Sudan Human Rights Hub (SHRH)
- Abbreviation: SHRH
- Formation: 2020
- Type: Non-Governmental Organization
- Headquarters: Khartoum, Sudan
- Website: sudanhrh.org

= Sudan Human Rights Hub =

Civil society organization

The Sudan Human Rights Hub (المركز السوداني لحقوق الإنسان) is a non-profit, non-governmental organization, coordination and resource center for over 40 Sudanese grassroots human rights groups and international partners. Established in 2020 through a collaboration between Project Expedite Justice and the Gisa Group, the Hub aims to support a holistic and inclusive transitional justice process in Sudan. The SHRH is dedicated to establishing a robust human rights framework in Sudan, enabling communities to access justice effectively. It serves as an ecosystem of lawyers, civil society organizations, grassroots community groups, and human rights defenders, collaborating to create and archive important documentation, engage in advocacy and investigations, and "demonstrate that accountability is possible".
== History ==
The SHRH collaborates with various organizations to enhance its impact e.g. Adeela, Sudan Unlimited, Jalca Legal Aid etc.

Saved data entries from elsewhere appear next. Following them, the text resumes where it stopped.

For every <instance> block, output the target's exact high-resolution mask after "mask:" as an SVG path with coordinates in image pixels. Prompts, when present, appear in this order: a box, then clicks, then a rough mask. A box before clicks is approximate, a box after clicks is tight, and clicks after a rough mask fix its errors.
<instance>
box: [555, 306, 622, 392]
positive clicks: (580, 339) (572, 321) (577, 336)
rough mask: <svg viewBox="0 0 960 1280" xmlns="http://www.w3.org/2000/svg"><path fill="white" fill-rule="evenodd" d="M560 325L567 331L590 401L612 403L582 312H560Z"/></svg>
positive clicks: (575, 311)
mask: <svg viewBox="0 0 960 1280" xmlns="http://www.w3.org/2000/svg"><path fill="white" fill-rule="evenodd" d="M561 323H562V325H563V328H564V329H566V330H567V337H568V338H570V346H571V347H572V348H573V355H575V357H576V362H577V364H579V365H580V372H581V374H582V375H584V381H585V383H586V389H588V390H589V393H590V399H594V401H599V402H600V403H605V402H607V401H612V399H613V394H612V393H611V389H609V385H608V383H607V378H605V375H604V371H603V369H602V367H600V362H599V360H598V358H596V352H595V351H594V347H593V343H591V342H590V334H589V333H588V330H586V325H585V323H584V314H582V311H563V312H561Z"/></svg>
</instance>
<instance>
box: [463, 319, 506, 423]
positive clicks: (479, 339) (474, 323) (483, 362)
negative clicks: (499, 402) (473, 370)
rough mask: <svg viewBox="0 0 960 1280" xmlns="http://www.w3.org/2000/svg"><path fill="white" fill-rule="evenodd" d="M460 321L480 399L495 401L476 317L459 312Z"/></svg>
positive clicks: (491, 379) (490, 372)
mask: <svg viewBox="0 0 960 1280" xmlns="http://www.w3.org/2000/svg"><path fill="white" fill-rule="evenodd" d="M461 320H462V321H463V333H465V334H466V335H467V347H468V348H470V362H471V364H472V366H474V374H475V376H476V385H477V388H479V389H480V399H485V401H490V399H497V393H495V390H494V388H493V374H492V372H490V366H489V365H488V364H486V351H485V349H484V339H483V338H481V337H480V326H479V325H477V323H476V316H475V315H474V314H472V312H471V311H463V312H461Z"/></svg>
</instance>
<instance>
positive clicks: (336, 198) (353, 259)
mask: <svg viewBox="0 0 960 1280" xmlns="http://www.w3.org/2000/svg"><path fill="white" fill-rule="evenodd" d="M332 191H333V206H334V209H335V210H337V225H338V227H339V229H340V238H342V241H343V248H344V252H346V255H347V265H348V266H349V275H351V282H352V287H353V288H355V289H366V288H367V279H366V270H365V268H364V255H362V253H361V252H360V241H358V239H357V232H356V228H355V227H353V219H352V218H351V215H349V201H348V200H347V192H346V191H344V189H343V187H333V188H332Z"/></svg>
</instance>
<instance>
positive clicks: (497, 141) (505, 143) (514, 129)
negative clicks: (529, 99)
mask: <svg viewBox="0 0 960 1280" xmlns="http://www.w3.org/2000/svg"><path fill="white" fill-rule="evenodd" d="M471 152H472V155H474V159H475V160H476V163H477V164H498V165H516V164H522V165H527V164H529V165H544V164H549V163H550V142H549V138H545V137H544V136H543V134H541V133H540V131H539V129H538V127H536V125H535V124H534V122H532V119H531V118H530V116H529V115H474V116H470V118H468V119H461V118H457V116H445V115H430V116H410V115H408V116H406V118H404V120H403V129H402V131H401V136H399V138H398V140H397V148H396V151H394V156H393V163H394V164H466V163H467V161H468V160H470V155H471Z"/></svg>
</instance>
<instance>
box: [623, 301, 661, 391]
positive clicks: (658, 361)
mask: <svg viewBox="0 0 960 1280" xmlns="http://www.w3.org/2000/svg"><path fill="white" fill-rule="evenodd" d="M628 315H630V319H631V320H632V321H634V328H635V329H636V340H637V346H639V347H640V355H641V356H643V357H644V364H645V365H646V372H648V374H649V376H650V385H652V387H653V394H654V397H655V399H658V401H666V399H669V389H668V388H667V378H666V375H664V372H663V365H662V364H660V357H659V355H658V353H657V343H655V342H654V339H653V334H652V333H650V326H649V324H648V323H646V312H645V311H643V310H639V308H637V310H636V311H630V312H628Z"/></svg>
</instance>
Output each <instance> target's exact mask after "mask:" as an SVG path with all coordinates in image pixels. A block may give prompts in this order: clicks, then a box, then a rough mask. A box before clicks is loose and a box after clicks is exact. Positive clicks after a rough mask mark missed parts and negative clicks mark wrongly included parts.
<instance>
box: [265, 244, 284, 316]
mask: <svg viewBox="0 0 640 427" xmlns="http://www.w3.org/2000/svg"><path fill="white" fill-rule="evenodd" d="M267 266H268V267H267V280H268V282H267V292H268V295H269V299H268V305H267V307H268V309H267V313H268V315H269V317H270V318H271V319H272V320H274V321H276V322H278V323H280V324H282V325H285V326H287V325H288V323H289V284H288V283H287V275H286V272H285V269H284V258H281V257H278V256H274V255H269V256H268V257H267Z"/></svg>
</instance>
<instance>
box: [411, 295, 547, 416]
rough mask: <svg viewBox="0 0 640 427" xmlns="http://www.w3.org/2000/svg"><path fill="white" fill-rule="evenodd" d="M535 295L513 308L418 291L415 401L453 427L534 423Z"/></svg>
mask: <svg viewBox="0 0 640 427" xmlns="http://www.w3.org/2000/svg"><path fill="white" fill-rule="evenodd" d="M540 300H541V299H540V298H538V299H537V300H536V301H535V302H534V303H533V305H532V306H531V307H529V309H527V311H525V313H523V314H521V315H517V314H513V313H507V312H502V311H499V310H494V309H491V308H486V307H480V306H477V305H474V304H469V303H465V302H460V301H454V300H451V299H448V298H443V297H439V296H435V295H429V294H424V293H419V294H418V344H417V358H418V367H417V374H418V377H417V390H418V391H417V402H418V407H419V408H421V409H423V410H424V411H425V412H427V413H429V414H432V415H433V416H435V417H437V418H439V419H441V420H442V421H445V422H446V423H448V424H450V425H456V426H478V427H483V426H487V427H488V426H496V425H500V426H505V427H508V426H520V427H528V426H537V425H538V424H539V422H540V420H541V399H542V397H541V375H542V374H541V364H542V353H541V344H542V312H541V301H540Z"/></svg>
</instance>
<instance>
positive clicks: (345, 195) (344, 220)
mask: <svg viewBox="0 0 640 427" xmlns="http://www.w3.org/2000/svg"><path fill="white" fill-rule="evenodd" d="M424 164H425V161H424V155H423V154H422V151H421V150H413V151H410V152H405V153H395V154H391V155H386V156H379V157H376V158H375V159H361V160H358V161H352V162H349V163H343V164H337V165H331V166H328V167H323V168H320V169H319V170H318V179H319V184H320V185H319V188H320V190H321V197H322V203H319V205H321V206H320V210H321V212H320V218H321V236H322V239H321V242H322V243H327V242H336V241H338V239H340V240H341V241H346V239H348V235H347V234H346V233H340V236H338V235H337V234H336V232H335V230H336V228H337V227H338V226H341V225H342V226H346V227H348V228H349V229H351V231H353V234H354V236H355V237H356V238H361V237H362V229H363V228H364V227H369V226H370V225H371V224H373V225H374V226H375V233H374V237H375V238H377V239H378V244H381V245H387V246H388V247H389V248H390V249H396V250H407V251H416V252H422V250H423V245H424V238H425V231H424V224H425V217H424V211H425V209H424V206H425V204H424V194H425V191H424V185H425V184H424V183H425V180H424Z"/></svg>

Ayin Network: to produce the "Sudan Conflict Monitor" detailed reports on human rights conditions in Sudan.

George Mason University: Rothbart and his team have gathered with the help of the Sudan Human Rights Hub witness testimonies, which, when combined with satellite imagery, provide a robust picture of human rights violations in the region.

Women's International League for Peace and Freedom: The SHRH was mentioned in a statement by Niemat Ahmadi at the UN Security Council Open Debate on Conflict-Related Sexual Violence.

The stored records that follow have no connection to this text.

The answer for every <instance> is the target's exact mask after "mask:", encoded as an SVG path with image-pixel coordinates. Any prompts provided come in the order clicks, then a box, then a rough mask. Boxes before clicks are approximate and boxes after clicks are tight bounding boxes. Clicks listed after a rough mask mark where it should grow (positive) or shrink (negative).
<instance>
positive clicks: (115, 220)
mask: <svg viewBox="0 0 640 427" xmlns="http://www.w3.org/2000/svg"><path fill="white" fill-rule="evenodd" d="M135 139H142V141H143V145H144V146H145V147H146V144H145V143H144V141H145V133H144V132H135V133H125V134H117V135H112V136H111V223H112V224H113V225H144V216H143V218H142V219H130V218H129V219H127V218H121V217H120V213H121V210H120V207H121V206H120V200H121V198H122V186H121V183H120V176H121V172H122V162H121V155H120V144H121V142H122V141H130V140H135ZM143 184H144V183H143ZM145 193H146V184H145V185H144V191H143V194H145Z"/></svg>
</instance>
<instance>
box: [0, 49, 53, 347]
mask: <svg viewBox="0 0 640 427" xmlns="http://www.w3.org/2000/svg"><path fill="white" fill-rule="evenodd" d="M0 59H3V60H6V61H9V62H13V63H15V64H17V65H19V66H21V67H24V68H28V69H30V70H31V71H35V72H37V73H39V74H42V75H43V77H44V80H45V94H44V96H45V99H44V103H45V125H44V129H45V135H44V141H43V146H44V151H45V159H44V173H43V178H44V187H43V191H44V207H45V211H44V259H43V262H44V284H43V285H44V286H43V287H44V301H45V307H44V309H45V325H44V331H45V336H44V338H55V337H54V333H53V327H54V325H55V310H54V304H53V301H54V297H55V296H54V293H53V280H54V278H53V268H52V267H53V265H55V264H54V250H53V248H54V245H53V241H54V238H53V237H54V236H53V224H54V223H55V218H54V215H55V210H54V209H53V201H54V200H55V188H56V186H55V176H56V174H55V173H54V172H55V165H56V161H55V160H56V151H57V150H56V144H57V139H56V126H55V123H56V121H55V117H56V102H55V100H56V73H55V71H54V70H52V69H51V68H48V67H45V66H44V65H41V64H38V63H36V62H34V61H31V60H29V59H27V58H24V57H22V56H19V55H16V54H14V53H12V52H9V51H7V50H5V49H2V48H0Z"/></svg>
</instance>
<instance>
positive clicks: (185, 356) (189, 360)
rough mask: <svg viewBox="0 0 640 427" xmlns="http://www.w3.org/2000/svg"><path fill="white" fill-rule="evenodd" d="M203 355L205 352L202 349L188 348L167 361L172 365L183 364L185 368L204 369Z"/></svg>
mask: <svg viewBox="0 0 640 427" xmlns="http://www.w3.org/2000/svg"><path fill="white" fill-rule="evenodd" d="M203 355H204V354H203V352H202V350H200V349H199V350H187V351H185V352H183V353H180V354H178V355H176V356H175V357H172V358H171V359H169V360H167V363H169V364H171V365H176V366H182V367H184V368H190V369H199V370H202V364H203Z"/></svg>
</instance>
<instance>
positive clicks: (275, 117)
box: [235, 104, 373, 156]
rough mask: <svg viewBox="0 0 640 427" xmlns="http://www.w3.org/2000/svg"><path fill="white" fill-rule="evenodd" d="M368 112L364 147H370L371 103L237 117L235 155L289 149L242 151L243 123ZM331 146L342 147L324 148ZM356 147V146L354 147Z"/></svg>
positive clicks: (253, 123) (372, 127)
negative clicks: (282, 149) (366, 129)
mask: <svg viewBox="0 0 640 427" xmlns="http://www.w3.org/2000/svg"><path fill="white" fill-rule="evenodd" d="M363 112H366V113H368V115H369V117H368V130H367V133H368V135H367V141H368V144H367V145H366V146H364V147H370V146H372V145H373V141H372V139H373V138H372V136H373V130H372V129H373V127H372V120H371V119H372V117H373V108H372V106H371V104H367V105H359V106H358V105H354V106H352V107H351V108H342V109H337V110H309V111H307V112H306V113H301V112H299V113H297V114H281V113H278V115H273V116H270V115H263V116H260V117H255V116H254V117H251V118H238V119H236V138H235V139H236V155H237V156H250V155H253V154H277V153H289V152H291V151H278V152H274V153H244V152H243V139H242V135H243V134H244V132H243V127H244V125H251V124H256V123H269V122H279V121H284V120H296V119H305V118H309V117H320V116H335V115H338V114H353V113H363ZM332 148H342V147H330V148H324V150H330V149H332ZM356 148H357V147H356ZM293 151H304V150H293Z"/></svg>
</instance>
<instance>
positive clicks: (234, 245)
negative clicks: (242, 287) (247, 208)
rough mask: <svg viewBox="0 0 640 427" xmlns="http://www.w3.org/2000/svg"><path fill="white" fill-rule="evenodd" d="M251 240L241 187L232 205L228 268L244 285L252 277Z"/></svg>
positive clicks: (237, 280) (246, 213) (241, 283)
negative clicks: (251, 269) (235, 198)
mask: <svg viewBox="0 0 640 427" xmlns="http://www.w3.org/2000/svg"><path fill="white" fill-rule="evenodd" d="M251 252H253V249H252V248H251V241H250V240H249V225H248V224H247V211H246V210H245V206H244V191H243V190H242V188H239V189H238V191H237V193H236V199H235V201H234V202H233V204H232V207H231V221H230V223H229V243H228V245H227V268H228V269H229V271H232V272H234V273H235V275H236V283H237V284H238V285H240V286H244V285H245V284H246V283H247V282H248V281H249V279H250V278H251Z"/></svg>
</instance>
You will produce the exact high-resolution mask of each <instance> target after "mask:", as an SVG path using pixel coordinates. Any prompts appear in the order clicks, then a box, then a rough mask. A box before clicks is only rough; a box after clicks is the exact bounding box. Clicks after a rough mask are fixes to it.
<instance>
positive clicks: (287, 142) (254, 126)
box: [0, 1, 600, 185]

C4ADS: In September 2023, Ambassador Beth Van Schaack mentioned the Sudan Shahid map, produced in collaboration with the Centre for Information Resilience (CIR) and the SHRH, in public remarks on the situation in Sudan.

Advocacy and global engagement

The Hub engages in international advocacy, urging bodies like the United Nations Human Rights Council to extend fact-finding missions in Sudan. It also participates in open-source investigations, utilizing satellite imagery and other technologies to document threats to civilians and generate rapid responses to human rights concerns.

==Activities==

- Sudan Investigates A program that focuses on conducting thorough investigations into human rights violations within Sudan, utilizing both traditional methods and modern technology to gather evidence and support accountability efforts. Since Conflict Observatory now defunct, some of its investigations are still accessible via SHRH website.

- SHRH Archive A comprehensive repository that preserves documentation related to human rights abuses, ensuring that data is maintained for future reference and legal proceedings.

- Learning Resource Platform An educational platform offering resources and training materials to empower human rights defenders and community members with knowledge and skills pertinent to human rights advocacy.